Subsequent increases have raised the minimum wage to $13.00 per hour.
In fact, Phil Goff announced recently that a Labour government would quickly move to raise it to $15.00 per hour if it was elected in November.
But some readers may have noticed recently that youth unemployment has risen markedly. This is at a time overall unemployment has been high.
The question is; has the dropping of the youth minimum wage hurt employment opportunity for people under 20?
But it does seem clear that more than 30,000 jobs for people 15-19 have just disappeared since 2008.
Perhaps they haven’t disappeared overall, but the policy change has meant those jobs no longer go to young people, they have gone to groups that have pushed for the policy change – older workers.
The data at Statistics NZ from the HLFS is the basis of this analysis. That record goes back to 1986, and so covers a number of recession periods where we can inspect the impact of the 2008 policy change compared with prior economic stress periods.
Since the end of the youth minimum wage, participation rates for 15-19 year olds has sunk to their lowest levels on record.
Since the end of the youth minimum wage, the share of the jobs held by 15-19 year olds has sunk to their lowest levels on record.
The share of the employment market that 15-19 year olds had was pretty stable for 15 years or so at about 6.5% - but since the policy change, it has sunk to just under 5%.
Since the end of the youth minimum wage, youth unemployment rates have risen to record levels – mirroring European youth unemployment rates where similar policy changes have been in place for a lot longer.
But overall unemployment rates are a lot lower now than in the previous recession of the early 1990’s. It seems that 15-19 year olds are taking a bigger share of the pain.
Once skilled, workers clearly move into more stable, higher paying jobs. Tracking the age-group employment shifts and median wage (LEEDS) data seems pretty clear. The worry will be that too many of the new 27.5% current youth unemployment levels are not getting the start earlier generations clearly got.
Without that start, we may be setting ourselves up for a deeper structural unemployment issue. Governments have worked hard to address getting the long-term unemployed back into the workforce with some good success.

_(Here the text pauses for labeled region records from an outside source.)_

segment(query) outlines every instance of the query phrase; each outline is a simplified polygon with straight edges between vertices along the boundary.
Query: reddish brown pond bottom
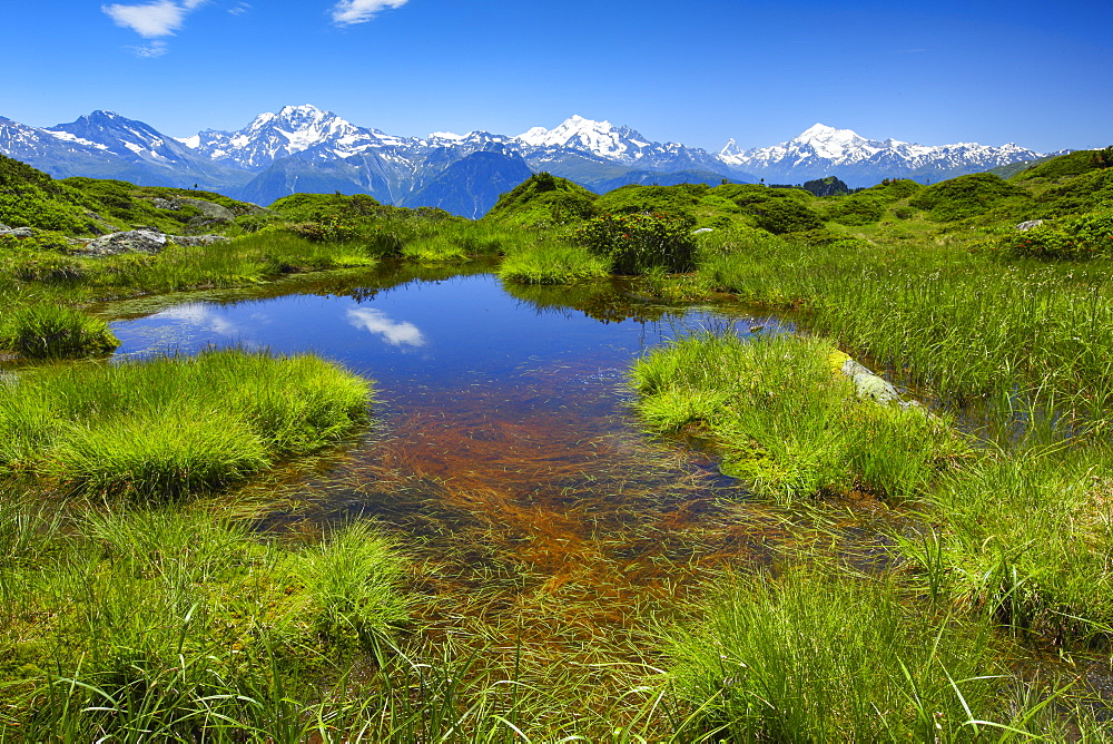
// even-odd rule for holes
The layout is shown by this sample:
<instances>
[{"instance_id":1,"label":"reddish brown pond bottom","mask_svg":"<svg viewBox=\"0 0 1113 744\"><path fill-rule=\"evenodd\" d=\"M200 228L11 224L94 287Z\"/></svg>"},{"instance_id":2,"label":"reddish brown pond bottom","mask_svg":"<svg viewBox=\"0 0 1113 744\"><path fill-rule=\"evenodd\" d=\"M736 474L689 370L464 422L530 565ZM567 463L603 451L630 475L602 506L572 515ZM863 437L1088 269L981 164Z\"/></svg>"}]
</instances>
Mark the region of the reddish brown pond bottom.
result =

It is hard to see how the removal of the youth minimum wage has helped the group it was targeted at – although it has surely helped older workers grab the available jobs. The jobs haven’t disappeared, only the opportunity for young people to get started.
If young workers’ share of overall employment had not fallen so sharply after April 2008, and had held at the ~6.5% level consistently evident in the 15+ year period from 1992 to 2008, we can calculate how many youth jobs would not have been lost – and that number now exceeds 30,000.